Ganz unkritisch sieht ihr Gatte Klaus Jensen die Netzwerke allerdings nicht - und hier scheinen die Erfahrungen mit der Tankstellendebatte Wirkung zu zeigen: "Für eine inhaltliche und differenzierte Auseinandersetzung sind sie unzureichend", sagt der OB. "Entscheidungen über vielfach sehr komplexe Sachverhalte bedürfen immer auch der Abwägung, um den unterschiedlichen Facetten gerecht zu werden. Die Sozialen Netzwerke im Internet sind in Sachen politischer Kommunikation daher eine Ergänzung, aber keine maßgebliche Entscheidungsgrundlage für kommunale Vorhaben", so Jensen. Eine ähnliche Kritik hat Jensen an einer Internet-Kommunikationsform, mit der er beim ersten Mal im April 2008 noch eine Art Vorreiter war: Damals stellte sich der OB den Bürgern direkt im Internet-Chat. Der Erfolg war allerdings mäßig, erinnert sich Jensen. Es habe nur wenige Teilnehmer gegeben, und in der Sache sei der Chat auch unbefriedigend verlaufen. "Die Chats können der differenzierten Auseinandersetzung eines vorgegebenen Themas nicht gerecht werden."

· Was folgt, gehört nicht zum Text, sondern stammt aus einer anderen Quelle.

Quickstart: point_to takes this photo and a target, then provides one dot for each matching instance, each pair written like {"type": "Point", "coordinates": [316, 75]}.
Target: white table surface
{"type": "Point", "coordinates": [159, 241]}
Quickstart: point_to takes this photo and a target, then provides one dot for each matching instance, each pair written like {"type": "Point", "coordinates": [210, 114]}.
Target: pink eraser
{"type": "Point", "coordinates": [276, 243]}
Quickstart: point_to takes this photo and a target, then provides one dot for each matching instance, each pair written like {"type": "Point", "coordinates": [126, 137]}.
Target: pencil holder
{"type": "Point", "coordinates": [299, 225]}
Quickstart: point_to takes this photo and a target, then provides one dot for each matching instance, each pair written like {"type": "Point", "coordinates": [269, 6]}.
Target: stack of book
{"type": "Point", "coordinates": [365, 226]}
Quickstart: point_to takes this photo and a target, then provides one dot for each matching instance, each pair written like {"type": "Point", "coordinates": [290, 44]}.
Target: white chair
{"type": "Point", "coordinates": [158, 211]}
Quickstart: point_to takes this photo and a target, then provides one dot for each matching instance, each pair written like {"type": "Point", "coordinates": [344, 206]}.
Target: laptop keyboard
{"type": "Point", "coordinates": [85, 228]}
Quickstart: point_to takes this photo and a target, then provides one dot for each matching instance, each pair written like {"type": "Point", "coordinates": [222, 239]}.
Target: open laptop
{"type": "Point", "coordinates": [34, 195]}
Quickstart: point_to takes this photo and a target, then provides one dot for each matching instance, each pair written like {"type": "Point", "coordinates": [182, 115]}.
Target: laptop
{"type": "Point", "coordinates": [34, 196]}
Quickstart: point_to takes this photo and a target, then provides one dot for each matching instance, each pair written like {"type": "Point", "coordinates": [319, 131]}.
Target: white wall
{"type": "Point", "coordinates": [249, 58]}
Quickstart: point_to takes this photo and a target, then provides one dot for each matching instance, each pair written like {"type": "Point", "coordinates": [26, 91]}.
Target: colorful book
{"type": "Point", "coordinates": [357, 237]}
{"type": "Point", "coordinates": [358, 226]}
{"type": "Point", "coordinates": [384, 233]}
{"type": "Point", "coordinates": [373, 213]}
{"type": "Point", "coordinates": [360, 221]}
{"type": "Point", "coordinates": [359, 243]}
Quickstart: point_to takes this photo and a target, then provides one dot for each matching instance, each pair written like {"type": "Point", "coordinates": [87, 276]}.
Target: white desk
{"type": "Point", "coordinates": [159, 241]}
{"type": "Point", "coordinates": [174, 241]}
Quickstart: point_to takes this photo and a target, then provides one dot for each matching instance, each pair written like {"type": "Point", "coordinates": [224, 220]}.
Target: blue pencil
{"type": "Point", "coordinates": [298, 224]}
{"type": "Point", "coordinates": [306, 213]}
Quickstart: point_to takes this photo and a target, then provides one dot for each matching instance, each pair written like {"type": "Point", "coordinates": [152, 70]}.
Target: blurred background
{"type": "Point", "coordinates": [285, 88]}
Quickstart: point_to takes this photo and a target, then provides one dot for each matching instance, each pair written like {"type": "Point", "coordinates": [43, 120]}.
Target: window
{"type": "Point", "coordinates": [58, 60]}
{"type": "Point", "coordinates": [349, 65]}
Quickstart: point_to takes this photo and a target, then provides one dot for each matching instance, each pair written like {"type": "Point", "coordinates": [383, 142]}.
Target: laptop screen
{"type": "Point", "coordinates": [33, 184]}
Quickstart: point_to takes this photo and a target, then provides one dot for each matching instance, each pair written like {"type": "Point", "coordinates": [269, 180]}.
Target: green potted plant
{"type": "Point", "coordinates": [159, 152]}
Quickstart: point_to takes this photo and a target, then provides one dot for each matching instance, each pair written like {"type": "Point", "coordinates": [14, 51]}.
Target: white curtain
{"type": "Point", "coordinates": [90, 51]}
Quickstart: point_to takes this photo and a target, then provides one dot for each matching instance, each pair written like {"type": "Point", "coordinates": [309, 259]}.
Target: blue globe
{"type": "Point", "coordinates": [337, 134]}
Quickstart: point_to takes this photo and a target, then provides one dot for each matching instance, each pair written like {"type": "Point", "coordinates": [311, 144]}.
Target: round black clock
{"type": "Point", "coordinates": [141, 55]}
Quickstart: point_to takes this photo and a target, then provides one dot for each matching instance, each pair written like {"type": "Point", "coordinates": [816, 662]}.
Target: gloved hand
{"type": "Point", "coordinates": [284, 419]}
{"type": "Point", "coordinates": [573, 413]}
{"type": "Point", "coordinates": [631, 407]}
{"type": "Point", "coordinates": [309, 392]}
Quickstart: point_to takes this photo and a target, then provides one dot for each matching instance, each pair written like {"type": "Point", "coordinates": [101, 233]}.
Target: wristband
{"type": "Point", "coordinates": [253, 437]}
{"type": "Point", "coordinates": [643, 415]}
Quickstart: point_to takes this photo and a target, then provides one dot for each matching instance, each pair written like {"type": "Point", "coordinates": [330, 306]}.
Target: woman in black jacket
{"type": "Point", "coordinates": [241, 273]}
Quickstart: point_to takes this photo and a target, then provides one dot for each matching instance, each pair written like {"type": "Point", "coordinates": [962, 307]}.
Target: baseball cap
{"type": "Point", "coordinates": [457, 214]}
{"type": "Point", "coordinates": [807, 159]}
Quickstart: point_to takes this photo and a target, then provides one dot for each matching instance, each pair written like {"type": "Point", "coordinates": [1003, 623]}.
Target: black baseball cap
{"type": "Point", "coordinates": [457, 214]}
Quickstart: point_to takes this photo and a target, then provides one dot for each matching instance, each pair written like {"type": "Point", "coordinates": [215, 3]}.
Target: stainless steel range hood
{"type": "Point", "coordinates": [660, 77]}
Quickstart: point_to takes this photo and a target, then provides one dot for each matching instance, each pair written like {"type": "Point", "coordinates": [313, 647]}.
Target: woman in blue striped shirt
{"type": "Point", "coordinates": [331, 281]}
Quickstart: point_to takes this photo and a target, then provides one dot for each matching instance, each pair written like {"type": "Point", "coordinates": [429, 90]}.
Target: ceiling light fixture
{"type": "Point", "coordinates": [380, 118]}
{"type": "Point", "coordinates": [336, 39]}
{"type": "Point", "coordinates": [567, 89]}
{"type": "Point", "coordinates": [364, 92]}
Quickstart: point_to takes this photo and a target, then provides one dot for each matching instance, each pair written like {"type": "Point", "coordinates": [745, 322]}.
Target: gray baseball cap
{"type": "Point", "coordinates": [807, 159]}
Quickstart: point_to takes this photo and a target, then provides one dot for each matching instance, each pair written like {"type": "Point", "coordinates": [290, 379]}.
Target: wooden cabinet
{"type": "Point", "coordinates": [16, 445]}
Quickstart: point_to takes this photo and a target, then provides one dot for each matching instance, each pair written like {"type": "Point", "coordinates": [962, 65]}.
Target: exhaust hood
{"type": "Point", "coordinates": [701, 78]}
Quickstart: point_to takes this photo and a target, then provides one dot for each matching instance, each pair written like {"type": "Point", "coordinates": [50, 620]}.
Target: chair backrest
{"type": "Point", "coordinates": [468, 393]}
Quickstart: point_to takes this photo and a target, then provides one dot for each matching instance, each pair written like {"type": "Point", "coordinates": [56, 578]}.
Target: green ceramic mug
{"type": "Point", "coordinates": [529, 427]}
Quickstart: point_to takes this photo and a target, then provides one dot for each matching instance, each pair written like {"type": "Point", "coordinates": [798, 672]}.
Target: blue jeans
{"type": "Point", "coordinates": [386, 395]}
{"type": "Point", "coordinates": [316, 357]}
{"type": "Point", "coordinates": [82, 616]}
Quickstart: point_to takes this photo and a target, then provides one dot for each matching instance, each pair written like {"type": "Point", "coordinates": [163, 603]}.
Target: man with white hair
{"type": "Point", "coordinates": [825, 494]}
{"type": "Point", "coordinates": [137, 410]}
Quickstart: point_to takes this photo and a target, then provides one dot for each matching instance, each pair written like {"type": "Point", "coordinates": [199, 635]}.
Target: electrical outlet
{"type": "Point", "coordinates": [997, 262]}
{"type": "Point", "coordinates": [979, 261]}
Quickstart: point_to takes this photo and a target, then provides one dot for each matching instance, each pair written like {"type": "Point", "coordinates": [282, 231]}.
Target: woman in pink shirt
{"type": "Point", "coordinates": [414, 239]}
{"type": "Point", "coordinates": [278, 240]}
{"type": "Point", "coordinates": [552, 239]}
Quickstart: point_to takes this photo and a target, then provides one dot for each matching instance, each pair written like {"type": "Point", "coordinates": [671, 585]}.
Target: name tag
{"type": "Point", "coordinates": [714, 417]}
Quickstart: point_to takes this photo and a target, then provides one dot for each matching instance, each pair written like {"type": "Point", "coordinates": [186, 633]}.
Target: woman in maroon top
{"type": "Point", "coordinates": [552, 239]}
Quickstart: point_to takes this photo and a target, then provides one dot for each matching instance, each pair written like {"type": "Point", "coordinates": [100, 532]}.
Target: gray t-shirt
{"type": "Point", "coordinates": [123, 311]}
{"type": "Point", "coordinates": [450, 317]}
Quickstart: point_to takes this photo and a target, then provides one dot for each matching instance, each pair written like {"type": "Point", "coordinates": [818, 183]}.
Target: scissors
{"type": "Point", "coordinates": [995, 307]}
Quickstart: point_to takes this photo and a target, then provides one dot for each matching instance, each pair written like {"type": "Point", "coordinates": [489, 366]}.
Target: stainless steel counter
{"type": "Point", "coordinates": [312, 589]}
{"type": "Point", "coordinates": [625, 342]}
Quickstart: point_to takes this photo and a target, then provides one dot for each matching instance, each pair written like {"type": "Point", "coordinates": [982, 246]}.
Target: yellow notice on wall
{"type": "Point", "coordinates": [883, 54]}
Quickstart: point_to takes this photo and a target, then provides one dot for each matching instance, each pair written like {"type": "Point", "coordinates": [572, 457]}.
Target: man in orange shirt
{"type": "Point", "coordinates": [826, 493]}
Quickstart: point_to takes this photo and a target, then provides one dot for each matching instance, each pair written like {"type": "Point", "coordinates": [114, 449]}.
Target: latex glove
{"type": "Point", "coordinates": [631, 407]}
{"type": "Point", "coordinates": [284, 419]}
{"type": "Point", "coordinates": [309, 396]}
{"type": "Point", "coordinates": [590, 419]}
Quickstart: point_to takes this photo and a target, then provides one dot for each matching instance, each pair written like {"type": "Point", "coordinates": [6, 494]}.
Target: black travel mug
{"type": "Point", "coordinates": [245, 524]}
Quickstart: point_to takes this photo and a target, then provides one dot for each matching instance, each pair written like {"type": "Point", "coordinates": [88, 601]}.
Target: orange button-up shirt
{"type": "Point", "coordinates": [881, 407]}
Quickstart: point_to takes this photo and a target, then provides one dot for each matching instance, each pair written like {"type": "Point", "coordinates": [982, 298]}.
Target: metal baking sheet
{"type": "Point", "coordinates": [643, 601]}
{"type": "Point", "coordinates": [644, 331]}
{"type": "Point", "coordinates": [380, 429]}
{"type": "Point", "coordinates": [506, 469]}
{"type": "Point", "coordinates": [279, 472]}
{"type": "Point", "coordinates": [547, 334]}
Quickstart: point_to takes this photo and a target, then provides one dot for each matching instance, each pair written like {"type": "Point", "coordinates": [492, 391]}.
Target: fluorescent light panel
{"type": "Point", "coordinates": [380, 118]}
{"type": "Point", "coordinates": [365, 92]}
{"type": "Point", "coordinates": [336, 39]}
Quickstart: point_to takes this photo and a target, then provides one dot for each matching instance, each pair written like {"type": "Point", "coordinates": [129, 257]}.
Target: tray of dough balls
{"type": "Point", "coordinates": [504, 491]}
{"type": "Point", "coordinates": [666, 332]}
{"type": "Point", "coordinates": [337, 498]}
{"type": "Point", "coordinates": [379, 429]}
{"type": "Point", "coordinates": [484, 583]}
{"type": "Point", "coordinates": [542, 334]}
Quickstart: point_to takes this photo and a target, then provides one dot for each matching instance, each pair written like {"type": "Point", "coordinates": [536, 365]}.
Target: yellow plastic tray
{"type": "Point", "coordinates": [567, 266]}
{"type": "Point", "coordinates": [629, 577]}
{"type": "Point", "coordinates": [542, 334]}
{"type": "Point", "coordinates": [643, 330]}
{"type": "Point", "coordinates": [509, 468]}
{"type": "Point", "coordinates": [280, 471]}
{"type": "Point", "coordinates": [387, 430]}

Konsequenz: Die Chats mit dem OB wurden nach der zweiten, ebenfalls nicht sehr gut besuchten Runde Anfang 2010 wieder abgeschafft.

Eine Bürgersprechstunde auf Facebook, die sich Thomas Egger durchaus vorstellen kann, dürfte es also beim Oberbürgermeister bis auf Weiteres nicht geben. Auch beim Trier-Saarburger Landrat Günther Schartz ist die nicht in Sicht. Soziale Netzwerke finde er gut, wenn sie sinnvoll genutzt würden und man verantwortungsvoll damit umgehe, teilt er mit. Er selbst nutze sie nicht, weil ihm die Zeit fehle, dauerhaft und kontinuierlich diese Form der Kontakte zu pflegen. Zwar wendeten sich immer mehr Bürger per Email an die Verwaltung, er selbst bevorzuge aber als Kommunikation das persönliche Gespräch. "Die Erfahrungen aus den Bürgersprechstunden zeigen, dass es sich oftmals um recht persönliche Probleme handelt, mit denen sich Bürger an mich wenden", sagt Schartz. "Da ist für mich der Kontakt face-to-face (von Angesicht zu Angesicht) unersetzbar."

Extra

Wie funktioniert das Netzwerk Facebook?Für Menschen, die sich im viel und häufig im Internet bewegen, sind Begriffe wie soziales Netzwerk, Freunde, posten, anstupsen oder hochladen Selbstverständlichkeiten. Für viele andere aber nicht. Der Versuch, einer möglichst einfachen Erklärung von Facebook-Begriffen:

Einen Facebook-Account, also die Anmeldung bei Facebook, kann generell jeder bekommen, der einen Internetzugang und eine Email-Adresse hat. Facebook-Mitglied zu sein, kostet nichts. Man kann sich unter seinem echten Namen anmelden, aber auch unter einem Fantasienamen. Welche Informationen man in seinem Profil veröffentlicht, bleibt jedem Nutzer selbst überlassen. Theoretisch kann man alle möglichen privaten Daten von den Lebensstationen wie Geburtsdatum, Kindergarten, Schule und Ausbildung bis zum Arbeitsplatz über alle möglichen Adressdaten vom Wohnort bis zur Telefonnummer bis hin zu allen möglichen privaten Vorlieben von Musik, Büchern, Filmen und allen nur denkbaren Hobbies im Netzwerk veröffentlichen. Jeder Nutzer kann entscheiden, wem er seine Daten zugänglich macht. Freunde auf Facebook sind die Kontakte mit anderen Nutzern. Das müssen nicht notwendigerweise echte Freunde sein, sondern können auch einfach Bekanntschaften oder wildfremde Menschen sein.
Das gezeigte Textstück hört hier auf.